Florida honey industry tries to combat imports

Florida honey industry tries to combat imports

   Florida beekeepers and packers said Monday they are exploring the idea of a marketing cooperative to help the state’s honey industry survive the growing imports of inexpensive honey.

   In response to growing concerns about the continued viability of this segment of Florida’s agriculture industry, Florida Agriculture Commissioner Charles H. Bronson directed his division of marketing and development to work with representatives of the honey industry to develop strategies to strengthen Florida’s position in the marketplace, Bronson's office said in a statement.

   Marketing representatives met with several producers and packers last week to seek input and explore the creation of a cooperative, and discussed areas where vertical integration might be applicable, development of quality standards and specifications, and development of brand awareness for Florida honey.

   In Florida, there are about 1,200 registered beekeepers, including hobbyists.

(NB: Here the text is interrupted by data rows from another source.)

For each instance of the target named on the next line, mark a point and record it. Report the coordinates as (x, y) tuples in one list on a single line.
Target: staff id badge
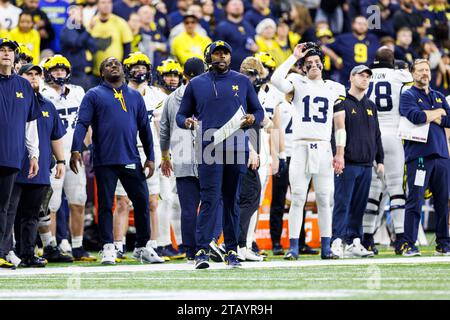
[(420, 178)]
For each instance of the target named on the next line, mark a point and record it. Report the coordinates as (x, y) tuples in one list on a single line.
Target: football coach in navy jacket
[(214, 98), (426, 163)]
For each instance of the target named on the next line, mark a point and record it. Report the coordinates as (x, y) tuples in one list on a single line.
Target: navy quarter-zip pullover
[(115, 125), (413, 102)]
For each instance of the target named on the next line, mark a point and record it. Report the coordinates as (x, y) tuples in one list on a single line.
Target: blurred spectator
[(209, 15), (78, 46), (154, 44), (41, 22), (161, 20), (357, 47), (258, 11), (134, 22), (301, 19), (387, 10), (196, 10), (409, 17), (9, 15), (176, 17), (237, 32), (89, 11), (403, 50), (285, 39), (389, 42), (331, 11), (111, 33), (25, 34), (57, 13), (124, 8), (189, 43), (325, 37)]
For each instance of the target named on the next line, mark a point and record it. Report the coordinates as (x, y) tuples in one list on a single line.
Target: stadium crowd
[(160, 47)]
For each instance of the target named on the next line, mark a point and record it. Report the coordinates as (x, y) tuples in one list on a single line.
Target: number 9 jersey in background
[(313, 107), (385, 88)]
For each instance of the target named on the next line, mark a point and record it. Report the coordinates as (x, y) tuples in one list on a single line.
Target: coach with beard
[(214, 98), (117, 113)]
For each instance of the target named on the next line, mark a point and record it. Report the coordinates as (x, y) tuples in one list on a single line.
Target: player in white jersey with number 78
[(312, 157)]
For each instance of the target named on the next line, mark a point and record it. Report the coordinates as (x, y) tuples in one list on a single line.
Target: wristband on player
[(341, 137)]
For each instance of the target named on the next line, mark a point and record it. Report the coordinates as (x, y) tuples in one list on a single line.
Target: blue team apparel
[(116, 116), (50, 127), (18, 105)]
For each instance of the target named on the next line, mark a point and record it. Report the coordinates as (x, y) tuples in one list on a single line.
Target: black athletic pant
[(24, 206), (7, 178), (249, 202)]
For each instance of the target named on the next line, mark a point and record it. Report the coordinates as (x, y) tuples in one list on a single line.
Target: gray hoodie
[(179, 141)]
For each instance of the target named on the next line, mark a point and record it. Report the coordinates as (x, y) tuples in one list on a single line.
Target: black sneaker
[(277, 250), (33, 262), (411, 250), (304, 250), (369, 244), (52, 254), (214, 252), (201, 260), (79, 254), (231, 260), (442, 249)]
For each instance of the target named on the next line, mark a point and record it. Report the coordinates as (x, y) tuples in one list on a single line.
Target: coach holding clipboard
[(215, 98), (426, 162)]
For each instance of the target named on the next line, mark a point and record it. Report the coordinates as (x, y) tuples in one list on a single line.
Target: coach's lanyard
[(119, 96)]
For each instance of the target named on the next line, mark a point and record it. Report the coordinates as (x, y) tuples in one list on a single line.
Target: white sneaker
[(356, 250), (109, 254), (242, 252), (65, 247), (336, 248), (147, 254), (251, 255), (12, 258)]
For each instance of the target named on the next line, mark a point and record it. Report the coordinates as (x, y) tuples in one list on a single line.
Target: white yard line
[(6, 273)]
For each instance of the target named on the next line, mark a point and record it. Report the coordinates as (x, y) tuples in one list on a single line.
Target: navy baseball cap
[(28, 67), (360, 69), (219, 44), (9, 43), (194, 67)]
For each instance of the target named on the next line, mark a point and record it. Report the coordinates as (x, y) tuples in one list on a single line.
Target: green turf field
[(412, 278)]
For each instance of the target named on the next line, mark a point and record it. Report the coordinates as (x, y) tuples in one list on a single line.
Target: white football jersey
[(67, 107), (154, 100), (269, 97), (286, 111), (313, 107), (386, 86)]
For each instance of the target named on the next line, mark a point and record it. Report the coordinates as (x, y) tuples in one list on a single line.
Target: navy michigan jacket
[(214, 98)]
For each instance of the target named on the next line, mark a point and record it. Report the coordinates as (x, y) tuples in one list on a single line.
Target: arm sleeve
[(410, 109), (253, 105), (187, 107), (279, 76), (379, 157), (85, 116), (445, 121), (145, 132), (32, 139), (164, 126)]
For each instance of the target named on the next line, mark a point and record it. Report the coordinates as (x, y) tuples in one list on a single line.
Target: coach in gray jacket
[(180, 143)]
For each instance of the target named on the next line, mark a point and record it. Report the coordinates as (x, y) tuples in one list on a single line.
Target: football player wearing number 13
[(312, 156), (385, 88)]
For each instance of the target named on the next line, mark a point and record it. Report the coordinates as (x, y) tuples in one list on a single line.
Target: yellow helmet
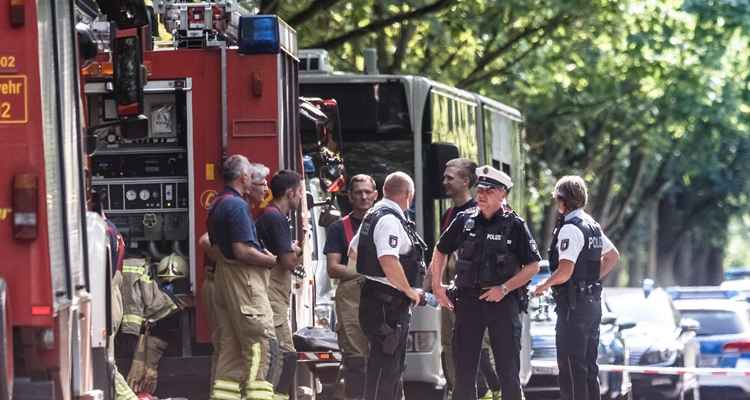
[(172, 267)]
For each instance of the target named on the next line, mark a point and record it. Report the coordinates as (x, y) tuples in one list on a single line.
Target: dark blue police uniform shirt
[(274, 231), (336, 238), (522, 244), (230, 221)]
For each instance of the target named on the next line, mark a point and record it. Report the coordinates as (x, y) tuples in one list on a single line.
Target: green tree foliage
[(647, 99)]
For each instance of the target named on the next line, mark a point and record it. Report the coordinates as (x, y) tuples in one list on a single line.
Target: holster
[(452, 293), (390, 340), (523, 298)]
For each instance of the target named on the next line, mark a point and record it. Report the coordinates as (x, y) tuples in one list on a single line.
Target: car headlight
[(421, 341), (659, 356), (323, 316)]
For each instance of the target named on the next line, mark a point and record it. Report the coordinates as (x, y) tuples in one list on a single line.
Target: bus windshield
[(375, 126)]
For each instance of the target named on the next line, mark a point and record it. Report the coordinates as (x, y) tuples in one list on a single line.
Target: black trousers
[(578, 347), (384, 315), (502, 321)]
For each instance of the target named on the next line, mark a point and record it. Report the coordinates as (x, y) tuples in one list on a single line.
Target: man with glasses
[(275, 232), (580, 255), (458, 180), (496, 256), (247, 342)]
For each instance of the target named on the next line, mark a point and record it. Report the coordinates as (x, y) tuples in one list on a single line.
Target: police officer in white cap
[(497, 256)]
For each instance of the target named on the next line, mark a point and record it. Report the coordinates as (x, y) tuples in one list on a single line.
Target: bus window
[(375, 126)]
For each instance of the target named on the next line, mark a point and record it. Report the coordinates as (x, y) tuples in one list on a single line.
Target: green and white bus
[(414, 124)]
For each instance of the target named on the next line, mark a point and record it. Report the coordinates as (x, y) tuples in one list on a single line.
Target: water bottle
[(428, 299)]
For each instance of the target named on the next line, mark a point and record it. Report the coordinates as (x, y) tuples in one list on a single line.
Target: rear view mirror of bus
[(439, 154)]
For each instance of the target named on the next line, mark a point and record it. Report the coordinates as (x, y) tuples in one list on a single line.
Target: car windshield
[(655, 310), (715, 322)]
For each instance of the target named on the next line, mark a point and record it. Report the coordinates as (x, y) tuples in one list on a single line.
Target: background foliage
[(647, 99)]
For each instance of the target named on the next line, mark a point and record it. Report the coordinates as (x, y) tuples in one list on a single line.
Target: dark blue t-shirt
[(275, 232), (229, 220), (336, 238)]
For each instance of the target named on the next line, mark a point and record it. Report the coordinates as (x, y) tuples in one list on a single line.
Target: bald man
[(390, 256)]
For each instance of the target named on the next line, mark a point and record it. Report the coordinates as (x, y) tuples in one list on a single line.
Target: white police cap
[(489, 177)]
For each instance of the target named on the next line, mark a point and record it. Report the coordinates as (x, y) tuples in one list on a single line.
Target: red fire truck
[(227, 84), (53, 268)]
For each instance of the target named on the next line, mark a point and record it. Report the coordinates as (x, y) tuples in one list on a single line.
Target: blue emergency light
[(259, 34)]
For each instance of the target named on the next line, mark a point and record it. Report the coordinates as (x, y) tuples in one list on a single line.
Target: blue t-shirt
[(275, 232), (229, 221)]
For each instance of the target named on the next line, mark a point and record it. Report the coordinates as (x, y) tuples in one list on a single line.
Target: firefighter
[(207, 296), (352, 341), (117, 253), (156, 304), (493, 244), (580, 256), (390, 256), (276, 235), (458, 180), (247, 345)]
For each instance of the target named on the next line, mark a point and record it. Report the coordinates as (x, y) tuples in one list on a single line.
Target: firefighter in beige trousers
[(352, 341), (276, 235), (247, 342), (211, 254)]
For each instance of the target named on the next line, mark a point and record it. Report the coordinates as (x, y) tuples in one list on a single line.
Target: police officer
[(247, 342), (390, 255), (496, 256), (458, 180), (275, 232), (580, 256), (352, 341)]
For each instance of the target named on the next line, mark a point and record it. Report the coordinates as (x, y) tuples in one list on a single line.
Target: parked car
[(724, 337), (740, 286), (661, 338), (737, 274), (612, 348)]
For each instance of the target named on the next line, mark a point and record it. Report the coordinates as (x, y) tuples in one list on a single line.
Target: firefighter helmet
[(172, 267)]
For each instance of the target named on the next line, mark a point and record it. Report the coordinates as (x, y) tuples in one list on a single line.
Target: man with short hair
[(352, 341), (496, 256), (458, 180), (390, 256), (247, 342), (275, 232), (580, 255)]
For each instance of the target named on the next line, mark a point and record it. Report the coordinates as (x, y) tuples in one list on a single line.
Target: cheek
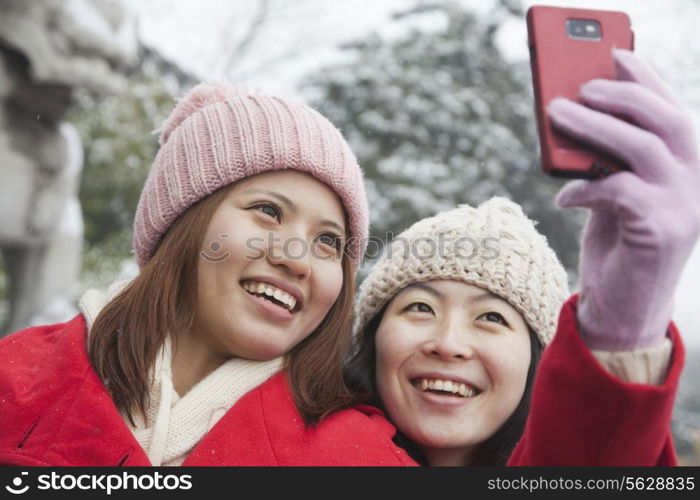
[(328, 283), (391, 352), (508, 365)]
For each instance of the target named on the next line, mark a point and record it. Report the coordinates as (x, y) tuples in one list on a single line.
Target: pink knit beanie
[(218, 134)]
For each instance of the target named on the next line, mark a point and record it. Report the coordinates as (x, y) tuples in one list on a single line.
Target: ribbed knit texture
[(640, 366), (504, 253), (218, 134)]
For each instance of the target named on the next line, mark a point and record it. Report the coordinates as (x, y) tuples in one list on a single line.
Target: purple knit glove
[(644, 222)]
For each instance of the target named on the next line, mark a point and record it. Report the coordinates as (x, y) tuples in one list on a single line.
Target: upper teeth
[(465, 390), (271, 291)]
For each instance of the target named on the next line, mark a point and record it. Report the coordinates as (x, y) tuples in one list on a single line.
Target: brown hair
[(131, 328), (360, 377)]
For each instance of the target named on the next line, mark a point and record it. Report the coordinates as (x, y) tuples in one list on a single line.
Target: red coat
[(54, 410)]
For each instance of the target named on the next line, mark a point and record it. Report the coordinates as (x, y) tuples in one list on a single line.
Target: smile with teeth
[(271, 293), (448, 387)]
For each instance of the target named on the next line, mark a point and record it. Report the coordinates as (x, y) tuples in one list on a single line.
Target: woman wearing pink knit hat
[(226, 348)]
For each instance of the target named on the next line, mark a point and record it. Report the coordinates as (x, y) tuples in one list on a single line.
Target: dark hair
[(131, 328), (360, 377)]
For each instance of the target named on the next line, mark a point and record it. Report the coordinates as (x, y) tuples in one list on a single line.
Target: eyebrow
[(290, 204), (485, 295)]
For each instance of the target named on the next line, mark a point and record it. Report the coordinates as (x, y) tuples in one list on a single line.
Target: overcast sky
[(304, 34)]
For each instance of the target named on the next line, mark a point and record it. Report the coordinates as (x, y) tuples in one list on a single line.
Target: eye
[(270, 209), (332, 240), (494, 316), (419, 307)]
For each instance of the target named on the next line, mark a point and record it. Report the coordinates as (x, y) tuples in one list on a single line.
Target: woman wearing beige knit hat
[(451, 325), (453, 320)]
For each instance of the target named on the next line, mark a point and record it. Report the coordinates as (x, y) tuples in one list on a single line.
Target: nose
[(450, 341), (292, 254)]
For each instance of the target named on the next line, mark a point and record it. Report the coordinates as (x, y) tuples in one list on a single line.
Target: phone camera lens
[(583, 29)]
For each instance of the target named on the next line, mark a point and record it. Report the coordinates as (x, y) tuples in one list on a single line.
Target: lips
[(445, 385), (280, 285)]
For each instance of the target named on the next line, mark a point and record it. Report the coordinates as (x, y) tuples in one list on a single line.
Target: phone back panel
[(560, 65)]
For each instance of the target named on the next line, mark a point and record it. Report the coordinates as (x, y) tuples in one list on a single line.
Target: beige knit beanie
[(494, 246)]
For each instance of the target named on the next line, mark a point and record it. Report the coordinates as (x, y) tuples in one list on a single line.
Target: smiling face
[(451, 366), (270, 266)]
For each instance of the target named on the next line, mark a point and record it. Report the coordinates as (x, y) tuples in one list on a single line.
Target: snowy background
[(304, 35)]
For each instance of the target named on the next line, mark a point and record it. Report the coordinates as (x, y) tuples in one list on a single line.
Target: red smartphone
[(569, 47)]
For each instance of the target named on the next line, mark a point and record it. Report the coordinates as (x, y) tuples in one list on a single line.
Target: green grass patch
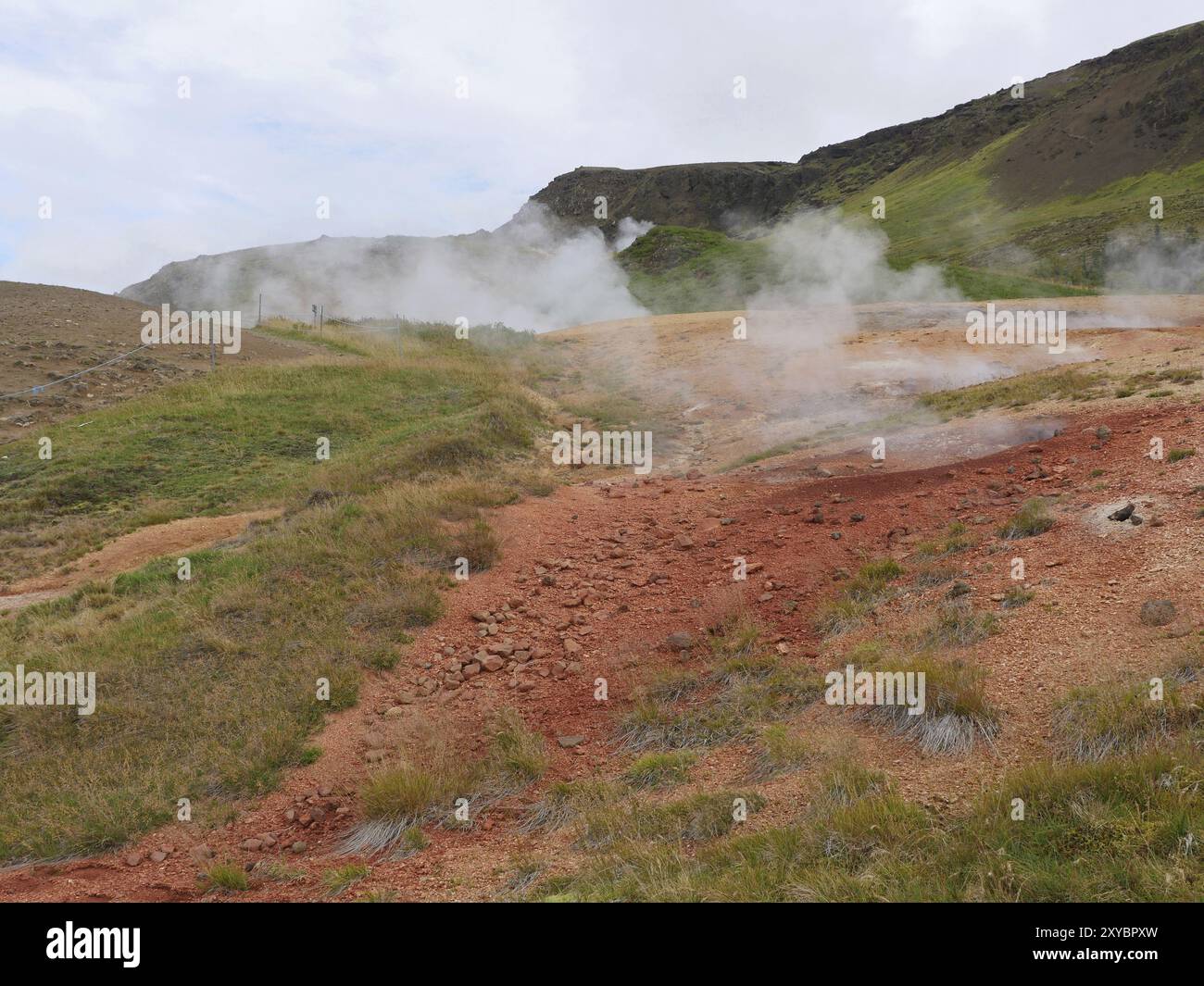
[(1032, 519)]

Commercial producers — which includes those with 500 or more hives — stands at slightly more than 100. With about 205,000 honeybee colonies, Florida ranks third in U.S. honey production behind California and North Dakota. Yielding an average 98 pounds of honey per colony, Florida produced more than 20 million pounds of honey in 2004 valued at more than $20 million.

   The vast majority of Florida honey is shipped out of state and commercially blended with honey from other sources before it enters the marketplace, essentially as a generic product. But foreign imports — which are being sold at 25 percent to 50 percent below Florida prices — are squeezing Florida producers out of this market, the statement said.